‘Nonsen—’ began Great Aunt Gertrude and then coughed. ‘I mean to say, I don’t think I would go that far, Lollie my dear, but your generosity of spirit, unflagging, most admirable, dear me, yes.’
‘And I feel the responsibility,’ said Lollie.
‘For what?’
‘Not
for
anything exactly,’ Lollie said. ‘Just the responsibility of so much money. All that money. When Mr Ettrick came back to see me yesterday and told me the figure . . . in cold hard pounds sterling . . .’
Great Aunt Gertrude was as still as a statue, quite breathless, waiting.
‘And especially at a time like this when one only has to look out of one’s window to see the most wretched plights that tattered humanity could endure . . .’
I turned my eyes to the window onto Heriot Row and the railings of Queen Street Gardens, thinking that tattered humanity did not make a habit of enduring its wretched plights just there. Great Aunt Gertrude was breathing again – in fact, almost panting.
‘One must be prudent, dear,’ she said. ‘One cannot let one’s tender heart lead one to . . .’
Give away any of that lovely loot to anyone but Great Aunt Gertrude, I guessed to be the end of the sentence.
‘It’s poor Stanley’s family, you see,’ said Lollie.
‘My dear Walburga,’ said Great Aunt Gertrude, ‘no one in the world could lay that at your door. You needn’t let it trouble you for one second, truly.’
‘I
needn’t
,’ said Lollie. ‘But I shall. Maggie’s parents and Miss Abbott’s sister too – Mrs Light. She’s terribly distraught and I think a cruise would be the thing for her.’
Her aunt, soothed by the inexpensive sound of this, smiled fondly. Then Lollie dropped the bomb.

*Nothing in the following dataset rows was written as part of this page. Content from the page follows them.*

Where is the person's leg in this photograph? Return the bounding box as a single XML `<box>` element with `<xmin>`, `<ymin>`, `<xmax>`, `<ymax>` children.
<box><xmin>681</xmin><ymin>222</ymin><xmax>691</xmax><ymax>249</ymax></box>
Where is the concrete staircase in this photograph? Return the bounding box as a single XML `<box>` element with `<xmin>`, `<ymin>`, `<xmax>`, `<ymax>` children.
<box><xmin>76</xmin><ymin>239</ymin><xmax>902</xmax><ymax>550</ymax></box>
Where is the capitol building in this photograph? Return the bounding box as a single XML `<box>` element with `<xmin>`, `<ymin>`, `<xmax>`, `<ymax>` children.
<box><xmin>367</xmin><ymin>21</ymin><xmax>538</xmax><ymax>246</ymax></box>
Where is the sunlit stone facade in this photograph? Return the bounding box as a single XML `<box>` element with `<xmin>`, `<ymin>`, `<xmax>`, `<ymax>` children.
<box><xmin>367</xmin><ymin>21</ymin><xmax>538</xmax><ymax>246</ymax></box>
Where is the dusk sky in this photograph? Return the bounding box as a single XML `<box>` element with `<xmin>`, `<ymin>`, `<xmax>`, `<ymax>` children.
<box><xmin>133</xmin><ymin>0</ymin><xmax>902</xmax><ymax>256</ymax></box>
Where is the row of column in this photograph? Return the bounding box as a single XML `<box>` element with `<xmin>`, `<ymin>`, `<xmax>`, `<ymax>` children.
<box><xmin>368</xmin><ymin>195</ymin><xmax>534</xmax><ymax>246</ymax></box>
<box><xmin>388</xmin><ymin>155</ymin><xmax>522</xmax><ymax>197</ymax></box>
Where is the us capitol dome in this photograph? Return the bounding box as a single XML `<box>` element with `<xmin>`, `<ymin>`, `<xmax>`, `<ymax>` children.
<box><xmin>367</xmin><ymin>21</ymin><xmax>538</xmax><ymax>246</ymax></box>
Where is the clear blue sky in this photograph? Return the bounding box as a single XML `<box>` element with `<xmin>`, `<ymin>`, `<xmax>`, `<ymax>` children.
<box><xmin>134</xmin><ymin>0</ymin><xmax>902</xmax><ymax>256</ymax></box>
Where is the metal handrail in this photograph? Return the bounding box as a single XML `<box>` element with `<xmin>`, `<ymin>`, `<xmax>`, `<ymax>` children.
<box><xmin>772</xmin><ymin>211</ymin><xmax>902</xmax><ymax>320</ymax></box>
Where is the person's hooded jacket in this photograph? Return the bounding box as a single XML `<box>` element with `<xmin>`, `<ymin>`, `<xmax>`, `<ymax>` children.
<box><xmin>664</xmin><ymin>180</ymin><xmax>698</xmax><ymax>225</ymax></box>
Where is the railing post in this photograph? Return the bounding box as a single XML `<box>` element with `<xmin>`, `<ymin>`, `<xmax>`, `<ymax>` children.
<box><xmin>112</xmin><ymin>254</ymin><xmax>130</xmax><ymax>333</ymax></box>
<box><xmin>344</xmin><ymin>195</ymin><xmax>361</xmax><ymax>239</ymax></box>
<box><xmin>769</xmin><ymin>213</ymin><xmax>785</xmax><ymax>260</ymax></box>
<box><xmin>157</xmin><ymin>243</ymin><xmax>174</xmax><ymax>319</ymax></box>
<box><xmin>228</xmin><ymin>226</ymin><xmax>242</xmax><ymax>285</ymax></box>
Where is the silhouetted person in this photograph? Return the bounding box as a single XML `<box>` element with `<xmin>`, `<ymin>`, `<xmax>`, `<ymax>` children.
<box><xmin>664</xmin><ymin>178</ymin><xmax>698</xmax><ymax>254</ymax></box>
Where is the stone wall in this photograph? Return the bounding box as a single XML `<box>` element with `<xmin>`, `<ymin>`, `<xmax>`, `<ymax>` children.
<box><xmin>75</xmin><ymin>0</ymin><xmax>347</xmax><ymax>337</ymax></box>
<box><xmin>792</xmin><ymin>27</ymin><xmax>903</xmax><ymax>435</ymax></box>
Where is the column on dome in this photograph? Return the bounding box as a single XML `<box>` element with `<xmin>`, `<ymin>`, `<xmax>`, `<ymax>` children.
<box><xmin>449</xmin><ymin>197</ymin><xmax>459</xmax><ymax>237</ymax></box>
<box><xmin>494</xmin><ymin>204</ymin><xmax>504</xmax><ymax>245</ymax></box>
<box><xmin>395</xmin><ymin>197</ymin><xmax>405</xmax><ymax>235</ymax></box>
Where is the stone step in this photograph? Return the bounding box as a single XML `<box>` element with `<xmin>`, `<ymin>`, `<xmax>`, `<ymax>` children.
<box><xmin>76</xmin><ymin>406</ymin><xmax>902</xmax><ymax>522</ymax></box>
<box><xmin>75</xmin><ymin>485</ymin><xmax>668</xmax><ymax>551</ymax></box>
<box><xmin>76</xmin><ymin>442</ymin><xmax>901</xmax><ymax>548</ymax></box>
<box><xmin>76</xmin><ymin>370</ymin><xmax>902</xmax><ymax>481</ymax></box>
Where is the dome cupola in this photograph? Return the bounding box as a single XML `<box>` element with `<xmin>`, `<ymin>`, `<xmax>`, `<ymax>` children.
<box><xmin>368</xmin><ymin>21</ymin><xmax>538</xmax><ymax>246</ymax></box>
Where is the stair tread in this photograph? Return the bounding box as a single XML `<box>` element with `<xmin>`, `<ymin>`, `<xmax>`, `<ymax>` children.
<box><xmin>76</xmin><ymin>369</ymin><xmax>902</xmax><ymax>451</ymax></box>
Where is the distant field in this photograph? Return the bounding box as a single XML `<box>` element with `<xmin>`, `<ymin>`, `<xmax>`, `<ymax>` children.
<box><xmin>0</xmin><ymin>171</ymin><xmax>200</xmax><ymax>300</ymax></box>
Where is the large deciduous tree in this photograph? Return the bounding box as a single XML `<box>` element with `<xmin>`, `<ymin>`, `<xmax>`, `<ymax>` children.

‘And I was wondering,’ she said, ‘about buying a mine. A coal mine. They don’t have any other kinds around here. And I could probably get one on quite reasonable terms just now.’
‘I shouldn’t doubt it,’ I said. I did not trust myself to look at Great Aunt Gertrude, from whom gurgling sounds could be heard. Bunty lifted her head and gave the old lady an enquiring glance before going to sleep again. ‘But do be careful, Lollie, won’t you? Take advice, dear.’
‘I shall,’ she said, ‘but I’m determined to carry on the Balfour tradition and going against the tide of popular thinking is very much the Balfour way. It’s something I should like to pass on to my children, if I marry again, even though, of course, they won’t actually be Balfours, but perhaps if I had a son I could give him Balfour as his Christian name, if his father didn’t mind too much of course, and then Pip
will
carry on, in a way.’
She seemed to be skipping ahead rather lightly for a woman whose husband was not yet in the ground, but she was twenty-five and rich with reddish curls and blue eyes and so I supposed that husband number two would not, indeed, be very long in arriving and might easily agree to all manner of things.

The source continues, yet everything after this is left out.